The DataArt team was responsible for reviewing and improving cluster configuration for better performance, investigating and fixing issues with the Cassandra data schema, and developing Spark jobs for both parts of the prototype.
Our team identified several major issues during the knowledge transfer:
Spark and Cassandra clusters were set up on the same machines and configured in a way that caused performance and networking issues;
The Cassandra data schema wasn’t optimized for client queries and needed secondary indexes as a minimum acceptance criteria;
The client didn’t have any experience with Apache Zeppelin.
Our team suggested all the necessary changes in the Spark and Cassandra cluster configuration, in data schema for improved performance and provided the Client with all the necessary details and instructions for Apache Zeppelin usage.
Our solution was written on top of an open source distributed computer framework, Apache Spark, using the Scala programming language to create a scalable architecture to handle large volumes of data for processing. For the implementation of the machine-learning algorithm, the Spark MLib library was used. After calculating a linear regression model for each boiler, coefficients were saved to a Cassandra table and were used for visualizing energy consumption usage at the Client Mobile Application.
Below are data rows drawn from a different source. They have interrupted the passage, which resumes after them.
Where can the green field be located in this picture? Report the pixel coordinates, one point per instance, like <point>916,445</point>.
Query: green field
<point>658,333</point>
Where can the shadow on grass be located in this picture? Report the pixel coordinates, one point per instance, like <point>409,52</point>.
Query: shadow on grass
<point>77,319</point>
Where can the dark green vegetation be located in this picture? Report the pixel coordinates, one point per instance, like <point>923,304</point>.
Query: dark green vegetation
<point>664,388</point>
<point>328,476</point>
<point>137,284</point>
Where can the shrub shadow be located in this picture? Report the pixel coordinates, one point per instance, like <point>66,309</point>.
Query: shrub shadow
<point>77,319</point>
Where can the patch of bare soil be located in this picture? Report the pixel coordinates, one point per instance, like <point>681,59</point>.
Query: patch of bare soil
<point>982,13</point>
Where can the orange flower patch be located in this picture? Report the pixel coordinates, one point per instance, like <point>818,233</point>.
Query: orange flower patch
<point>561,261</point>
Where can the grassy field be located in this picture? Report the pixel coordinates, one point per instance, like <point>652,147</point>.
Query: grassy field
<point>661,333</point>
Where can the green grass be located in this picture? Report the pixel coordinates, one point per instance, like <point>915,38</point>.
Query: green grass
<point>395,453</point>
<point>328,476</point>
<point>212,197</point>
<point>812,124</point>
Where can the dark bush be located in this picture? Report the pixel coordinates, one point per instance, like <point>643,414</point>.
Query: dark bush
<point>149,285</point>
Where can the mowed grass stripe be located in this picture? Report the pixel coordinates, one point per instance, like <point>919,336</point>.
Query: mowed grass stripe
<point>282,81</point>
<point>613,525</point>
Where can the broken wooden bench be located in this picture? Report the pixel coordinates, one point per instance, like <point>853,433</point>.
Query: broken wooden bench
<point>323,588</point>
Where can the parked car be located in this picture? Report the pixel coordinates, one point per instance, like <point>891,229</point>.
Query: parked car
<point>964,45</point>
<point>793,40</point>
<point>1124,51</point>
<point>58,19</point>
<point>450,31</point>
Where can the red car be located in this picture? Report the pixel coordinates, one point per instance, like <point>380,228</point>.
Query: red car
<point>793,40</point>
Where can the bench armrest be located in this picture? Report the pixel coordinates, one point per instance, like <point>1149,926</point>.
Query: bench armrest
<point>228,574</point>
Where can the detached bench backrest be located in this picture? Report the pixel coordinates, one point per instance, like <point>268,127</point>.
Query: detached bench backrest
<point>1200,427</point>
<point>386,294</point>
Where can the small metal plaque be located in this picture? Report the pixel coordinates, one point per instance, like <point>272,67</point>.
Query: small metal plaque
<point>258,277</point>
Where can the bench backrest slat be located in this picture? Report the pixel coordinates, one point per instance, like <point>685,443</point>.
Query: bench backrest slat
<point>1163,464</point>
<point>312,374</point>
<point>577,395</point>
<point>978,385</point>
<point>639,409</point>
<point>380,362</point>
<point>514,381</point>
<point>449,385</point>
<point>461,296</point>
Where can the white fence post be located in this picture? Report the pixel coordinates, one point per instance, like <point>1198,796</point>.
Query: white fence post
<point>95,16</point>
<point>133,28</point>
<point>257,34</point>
To make the development process faster and simpler, we used Zeppelin notebooks for demos, visualizations and tests.
The solution developed by DataArt was based on an Open Source stack, the main goal of which was to demonstrate how industrial devices could be used as part of an IoT ecosystem. As a result we:
Designed a Cassandra Data model, which best suits all Client business requirements.
Helped with Spark and Cassandra cluster configuration and made changes to the architecture based on our BigData experience;
Developed a Spark Job for migrating binary Cassandra data to a human readable format;
Created linear regression model for predicting energy consumption and implemented calculation in a separate Spark Job (using Spark MLib)
Apache Spark, Spark SQL, Spark MLib, Hive, Apache Cassandra, Scala.